探索の危険評価を、もう一段階上げるべきか?
しかしそうなると、護衛出来る冒険者が殆どいなくなる。抑々ワイバーンと正面から戦える冒険者など、そんなに多くない(サリアが〔氷結圏〕で竜の吐息を正面から凌ぎ切ったのは見事と言うより他はない)。そして竜鱗を切り裂ける神聖鉄の剣の持ち主など、そうそう転がっているワケではない(うちの旅団は全員標準装備しているけど)。
そういったことを色々考えると……。
その他に得られたものと言えば、当然スノーたちの姉弟妹のうち、所在不明であった最後の一人が見つかったこと、だろう。
◆◇◆ ◇◆◇
「シーナ! よく無事で」
「シーナ姉さま! ご無事と信じてました」
「シーねえさま! 会いたかった」
「ルシル姉さま、ムート、ロッテ。本当に、皆と会えるなんて」
再会した四姉弟妹は、それぞれのこれまでの足跡を語り合った。
特にカレンは、ローズヴェルト公国公都ローゼラントでムートとロッテの二人とニアミスしていたことに、ひどく驚いていた。

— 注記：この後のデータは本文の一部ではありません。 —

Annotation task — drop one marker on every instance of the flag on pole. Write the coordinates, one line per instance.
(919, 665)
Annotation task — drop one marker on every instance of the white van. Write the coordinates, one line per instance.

「そう、あの時既にハティス難民団に潜り込んでいたのね」
「はい。団長のエルルーサ男爵夫人が、理由も訊かず受け入れてくれて。おかげでルシル姉さま、じゃなくてスノー姉さまとも再会出来ました」
「そういえばルシル姉さま。名を変えたのは良いとして、どうして『スノー』と?」
「どっかの不良守護騎士が、陰で私のことを『雪娘姫』って呼んでたの。それがいつの間にか直接私に堂々とそう呼ぶようになってきて、もう違和感なくなっちゃったわ」
「まって、姉さま。
その時点で首を刎ねるなり舌を抜くなり、どうとでも出来たのでは?」
「彼は文字通り私の生命線だったのよ? それに、これから先ルーナ姉さまを救出するには、彼の助け無くしては出来ないし」
「……姉さまたちも、それを考えておられたのですね?」
「ええ。セレストグロウン卿、アディは私に約束してくれたわ。
ルーナ姉さまを救出し、私たち姉弟妹が笑って過ごせる町を作るって。
必要なら国を造り、軍を組織してでも。
だから私は、自分の未来をアディに委ねたの」
(2,779文字:2016/05/26初稿 2017/06/01投稿予約 2017/07/10 03:00掲載予定)
・ のちに、シーナ王女が嘗て公都ローゼラントで冒険者をしていたことを知ったローズヴェルト公王は、深刻に頭を抱えたそうです。難民に紛れ込んでいた王子を指して『素性が確認出来ない』と言えたとしても、公都のギルドに籍を置いて冒険者稼業をしていた王女を指して『素性を確認出来ない』と言うのは、怠慢(或いは“脳ミソお花畑”)の言い訳にはならないから。この後、公王は国民のみならず国内を通過する商人や、国内で活躍する冒険者に対しても、その身元調査を徹底するようになったのだとか。